Migration policy offers a similar paradox. The Global Compact for Safe, Orderly and Regular Migration was signed by over 150 countries, yet it has no binding clauses. Governments cite it as proof of humanitarian concern while simultaneously tightening borders. Here, the Paris Peace Forum’s discussions highlight a tension between international cooperation and domestic politics: nations pledge solidarity abroad but face electoral backlash at home. Without internal accountability mechanisms courts, parliamentary oversight, or transparent administrative review these compacts collapse into symbolism.
Accountability is not only a matter of law but also of political will. When governments attend the Forum, they often commit to ambitious programs on climate, digital regulation, or conflict prevention. The follow-through depends on domestic institutions strong enough to enforce and monitor those commitments. The legal framework exists: administrative law ensures transparency, constitutional law guarantees separation of powers, and human-rights law protects access to justice. What remains uncertain is whether political actors allow those safeguards to operate freely.
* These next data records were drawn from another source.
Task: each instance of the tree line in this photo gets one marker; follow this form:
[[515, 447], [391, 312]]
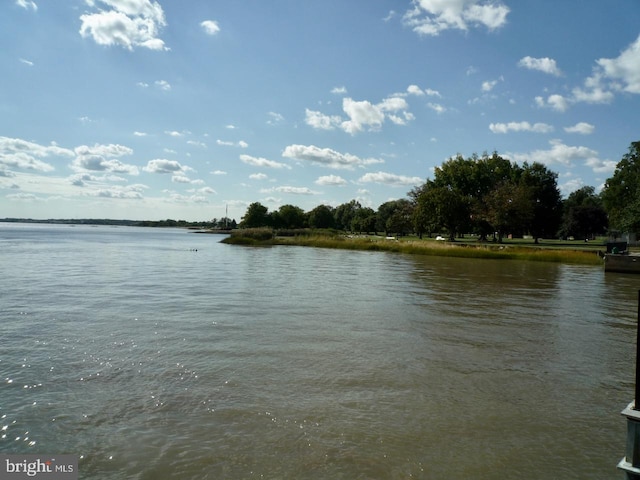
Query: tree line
[[488, 196]]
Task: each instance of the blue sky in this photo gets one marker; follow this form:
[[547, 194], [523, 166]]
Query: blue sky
[[143, 109]]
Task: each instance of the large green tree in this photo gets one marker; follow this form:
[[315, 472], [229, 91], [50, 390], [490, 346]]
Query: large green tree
[[345, 213], [621, 193], [546, 200], [255, 216], [288, 216], [321, 217], [583, 215]]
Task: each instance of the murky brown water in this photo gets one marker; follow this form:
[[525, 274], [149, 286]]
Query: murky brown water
[[152, 360]]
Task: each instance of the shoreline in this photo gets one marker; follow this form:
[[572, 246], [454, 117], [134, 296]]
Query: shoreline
[[558, 254]]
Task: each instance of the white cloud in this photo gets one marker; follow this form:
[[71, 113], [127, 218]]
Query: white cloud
[[262, 162], [27, 5], [436, 107], [163, 85], [559, 153], [555, 102], [321, 121], [161, 165], [390, 179], [210, 27], [625, 68], [582, 127], [327, 157], [415, 90], [331, 180], [546, 65], [361, 114], [488, 85], [520, 127], [430, 17], [601, 166], [129, 24], [18, 153], [291, 190]]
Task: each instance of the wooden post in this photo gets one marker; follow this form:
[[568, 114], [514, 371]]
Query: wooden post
[[630, 464]]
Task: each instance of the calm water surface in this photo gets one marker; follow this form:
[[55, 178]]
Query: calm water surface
[[157, 354]]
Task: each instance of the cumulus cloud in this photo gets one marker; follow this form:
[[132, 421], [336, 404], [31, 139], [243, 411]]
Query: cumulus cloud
[[558, 154], [390, 179], [289, 189], [610, 76], [430, 17], [321, 121], [554, 102], [362, 115], [262, 162], [125, 23], [331, 180], [224, 143], [27, 5], [520, 127], [210, 27], [625, 68], [582, 127], [327, 157], [18, 153], [163, 85], [161, 165], [102, 158], [128, 192], [546, 65]]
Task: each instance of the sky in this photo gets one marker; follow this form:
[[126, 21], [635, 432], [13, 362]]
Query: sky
[[194, 109]]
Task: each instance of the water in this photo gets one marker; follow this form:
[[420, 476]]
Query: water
[[160, 353]]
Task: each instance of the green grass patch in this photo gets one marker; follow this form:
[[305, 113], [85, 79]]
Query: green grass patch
[[543, 252]]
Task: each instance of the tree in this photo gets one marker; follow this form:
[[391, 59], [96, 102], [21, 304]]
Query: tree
[[395, 217], [288, 216], [546, 200], [620, 193], [345, 213], [509, 208], [583, 215], [364, 220], [255, 216], [321, 217], [442, 207]]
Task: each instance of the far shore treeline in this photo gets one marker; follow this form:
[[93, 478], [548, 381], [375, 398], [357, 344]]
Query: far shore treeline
[[488, 196]]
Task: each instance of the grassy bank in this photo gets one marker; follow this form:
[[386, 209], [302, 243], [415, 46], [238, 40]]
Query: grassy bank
[[553, 252]]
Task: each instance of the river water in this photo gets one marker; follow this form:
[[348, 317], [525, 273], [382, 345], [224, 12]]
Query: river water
[[162, 353]]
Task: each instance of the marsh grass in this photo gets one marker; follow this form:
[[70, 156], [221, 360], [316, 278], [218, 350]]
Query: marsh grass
[[541, 253]]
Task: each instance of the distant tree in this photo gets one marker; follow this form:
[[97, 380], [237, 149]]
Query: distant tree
[[442, 207], [510, 208], [583, 215], [620, 195], [345, 213], [546, 200], [288, 216], [255, 216], [321, 217], [364, 220], [395, 216]]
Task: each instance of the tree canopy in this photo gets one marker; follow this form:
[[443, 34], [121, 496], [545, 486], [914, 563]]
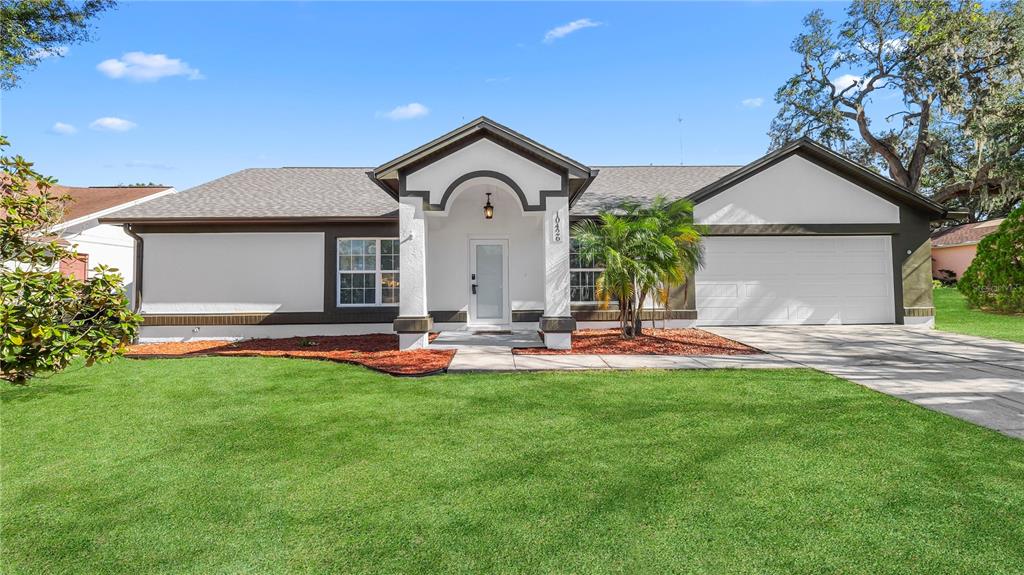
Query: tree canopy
[[995, 278], [35, 30], [47, 319], [643, 251], [930, 93]]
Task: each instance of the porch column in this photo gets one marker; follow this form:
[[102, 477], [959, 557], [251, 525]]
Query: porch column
[[557, 323], [413, 323]]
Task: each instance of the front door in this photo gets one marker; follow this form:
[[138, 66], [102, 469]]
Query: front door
[[488, 282]]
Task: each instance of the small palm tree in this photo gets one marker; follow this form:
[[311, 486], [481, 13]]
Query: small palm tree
[[673, 221], [644, 251]]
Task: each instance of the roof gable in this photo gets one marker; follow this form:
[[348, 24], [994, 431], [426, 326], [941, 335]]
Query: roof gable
[[387, 175], [830, 161], [796, 190]]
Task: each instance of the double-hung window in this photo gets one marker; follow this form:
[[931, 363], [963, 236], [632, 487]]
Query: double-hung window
[[583, 275], [368, 272]]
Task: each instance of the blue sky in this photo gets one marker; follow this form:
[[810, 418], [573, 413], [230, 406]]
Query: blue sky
[[219, 87]]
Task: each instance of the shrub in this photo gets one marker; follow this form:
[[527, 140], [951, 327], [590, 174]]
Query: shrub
[[48, 319], [995, 278]]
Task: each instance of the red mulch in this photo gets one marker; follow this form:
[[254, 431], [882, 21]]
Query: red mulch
[[653, 342], [378, 351]]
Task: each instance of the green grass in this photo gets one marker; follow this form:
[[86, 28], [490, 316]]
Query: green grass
[[951, 314], [276, 466]]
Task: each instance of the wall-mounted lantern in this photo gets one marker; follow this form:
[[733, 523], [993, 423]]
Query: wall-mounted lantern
[[488, 210]]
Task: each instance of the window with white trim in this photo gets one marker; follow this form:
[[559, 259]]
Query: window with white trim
[[583, 275], [368, 272]]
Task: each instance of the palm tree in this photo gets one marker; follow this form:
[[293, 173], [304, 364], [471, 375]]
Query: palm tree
[[644, 250], [673, 220]]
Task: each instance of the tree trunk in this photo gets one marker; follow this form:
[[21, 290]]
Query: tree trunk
[[638, 322]]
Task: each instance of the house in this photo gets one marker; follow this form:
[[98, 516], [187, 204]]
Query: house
[[472, 231], [100, 244], [953, 248]]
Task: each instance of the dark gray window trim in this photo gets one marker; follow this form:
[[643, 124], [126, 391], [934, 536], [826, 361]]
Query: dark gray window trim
[[331, 314], [830, 161]]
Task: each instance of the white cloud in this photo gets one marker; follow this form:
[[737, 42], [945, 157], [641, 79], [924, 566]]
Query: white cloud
[[62, 129], [43, 53], [408, 112], [141, 67], [148, 165], [111, 124], [845, 81], [566, 29]]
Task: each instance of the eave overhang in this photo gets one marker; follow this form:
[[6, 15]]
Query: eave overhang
[[818, 153], [387, 175]]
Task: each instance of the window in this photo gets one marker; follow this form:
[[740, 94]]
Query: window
[[583, 275], [368, 272]]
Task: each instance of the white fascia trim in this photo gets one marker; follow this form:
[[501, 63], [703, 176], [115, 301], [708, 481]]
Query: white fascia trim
[[101, 213]]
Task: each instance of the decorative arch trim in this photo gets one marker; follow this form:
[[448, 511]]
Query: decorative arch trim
[[424, 194]]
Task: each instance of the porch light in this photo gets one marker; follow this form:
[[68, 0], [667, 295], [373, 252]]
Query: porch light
[[488, 210]]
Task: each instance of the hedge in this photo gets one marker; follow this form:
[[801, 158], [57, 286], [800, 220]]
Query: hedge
[[995, 278]]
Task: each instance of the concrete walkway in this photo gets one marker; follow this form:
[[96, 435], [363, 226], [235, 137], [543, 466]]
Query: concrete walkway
[[493, 352], [975, 379]]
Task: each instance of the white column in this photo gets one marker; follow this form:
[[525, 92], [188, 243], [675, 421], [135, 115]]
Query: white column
[[556, 266], [413, 266]]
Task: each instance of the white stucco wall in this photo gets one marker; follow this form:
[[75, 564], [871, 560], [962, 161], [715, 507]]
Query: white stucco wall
[[104, 244], [448, 248], [483, 155], [796, 191], [232, 272]]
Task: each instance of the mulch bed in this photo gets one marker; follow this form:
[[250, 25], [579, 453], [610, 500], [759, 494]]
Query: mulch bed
[[379, 351], [653, 342]]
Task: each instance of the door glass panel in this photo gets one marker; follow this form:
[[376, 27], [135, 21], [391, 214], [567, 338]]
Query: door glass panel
[[489, 271]]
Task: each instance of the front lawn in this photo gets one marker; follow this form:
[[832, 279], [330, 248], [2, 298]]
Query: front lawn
[[285, 466], [951, 314]]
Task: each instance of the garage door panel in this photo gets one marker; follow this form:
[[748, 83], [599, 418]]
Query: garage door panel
[[721, 315], [715, 290], [776, 280]]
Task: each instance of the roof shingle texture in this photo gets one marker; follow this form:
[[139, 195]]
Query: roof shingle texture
[[965, 234], [348, 192], [86, 201], [273, 192], [641, 183]]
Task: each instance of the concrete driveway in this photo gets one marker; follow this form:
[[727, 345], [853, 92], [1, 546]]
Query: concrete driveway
[[974, 379]]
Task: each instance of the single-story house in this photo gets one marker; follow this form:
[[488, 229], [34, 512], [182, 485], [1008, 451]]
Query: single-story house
[[100, 244], [953, 248], [472, 231]]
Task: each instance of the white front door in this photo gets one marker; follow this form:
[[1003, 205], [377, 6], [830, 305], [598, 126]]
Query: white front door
[[488, 282]]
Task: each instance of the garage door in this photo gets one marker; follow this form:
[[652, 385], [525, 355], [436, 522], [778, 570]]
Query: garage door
[[766, 280]]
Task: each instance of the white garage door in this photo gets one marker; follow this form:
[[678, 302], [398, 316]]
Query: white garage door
[[754, 280]]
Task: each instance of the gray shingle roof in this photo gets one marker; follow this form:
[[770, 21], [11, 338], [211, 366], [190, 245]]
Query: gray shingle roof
[[642, 183], [348, 192], [273, 192]]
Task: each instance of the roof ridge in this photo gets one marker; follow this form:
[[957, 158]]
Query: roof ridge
[[669, 166]]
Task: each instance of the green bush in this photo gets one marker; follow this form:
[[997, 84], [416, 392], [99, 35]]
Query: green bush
[[995, 278]]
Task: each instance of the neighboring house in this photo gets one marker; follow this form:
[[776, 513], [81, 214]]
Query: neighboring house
[[408, 246], [953, 248], [100, 242]]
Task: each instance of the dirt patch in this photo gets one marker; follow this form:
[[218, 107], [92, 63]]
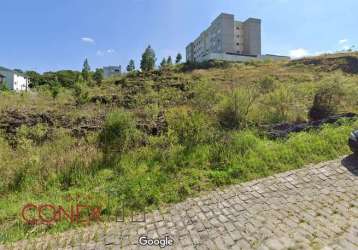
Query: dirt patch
[[346, 63]]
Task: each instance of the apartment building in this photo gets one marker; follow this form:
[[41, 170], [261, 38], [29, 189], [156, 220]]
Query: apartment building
[[13, 80], [227, 36]]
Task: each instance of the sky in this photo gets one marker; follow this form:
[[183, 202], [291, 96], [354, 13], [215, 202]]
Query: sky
[[50, 35]]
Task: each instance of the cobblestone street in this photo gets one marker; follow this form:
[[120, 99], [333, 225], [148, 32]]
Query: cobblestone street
[[315, 207]]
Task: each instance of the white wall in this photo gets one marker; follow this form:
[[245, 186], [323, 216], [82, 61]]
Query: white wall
[[20, 83]]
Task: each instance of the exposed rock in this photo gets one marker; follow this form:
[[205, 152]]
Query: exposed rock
[[12, 119], [284, 129]]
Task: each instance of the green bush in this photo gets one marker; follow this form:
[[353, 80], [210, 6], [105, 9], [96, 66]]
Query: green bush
[[191, 127], [326, 102], [119, 134]]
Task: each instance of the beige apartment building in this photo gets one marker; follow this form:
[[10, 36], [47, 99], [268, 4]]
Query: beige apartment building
[[230, 40]]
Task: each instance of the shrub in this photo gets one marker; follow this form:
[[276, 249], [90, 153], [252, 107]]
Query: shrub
[[35, 135], [80, 93], [326, 101], [235, 109], [119, 134], [191, 127]]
The Paris Peace Forum prides itself on nurturing “multilateralism in action.” Yet multilateralism without enforceability risks becoming diplomacy without consequence. Each pledge made in Paris will only matter if it can be tested in a courtroom, reviewed by a legislature, or measured by an independent regulator. True peace and progress require more than signatures; they require systems that hold signatories to their word.
In the end, the Forum’s credibility depends less on who attends than on what domestic law does after they leave. The world may meet in Paris to promise cooperation, but justice, as always, is delivered at home.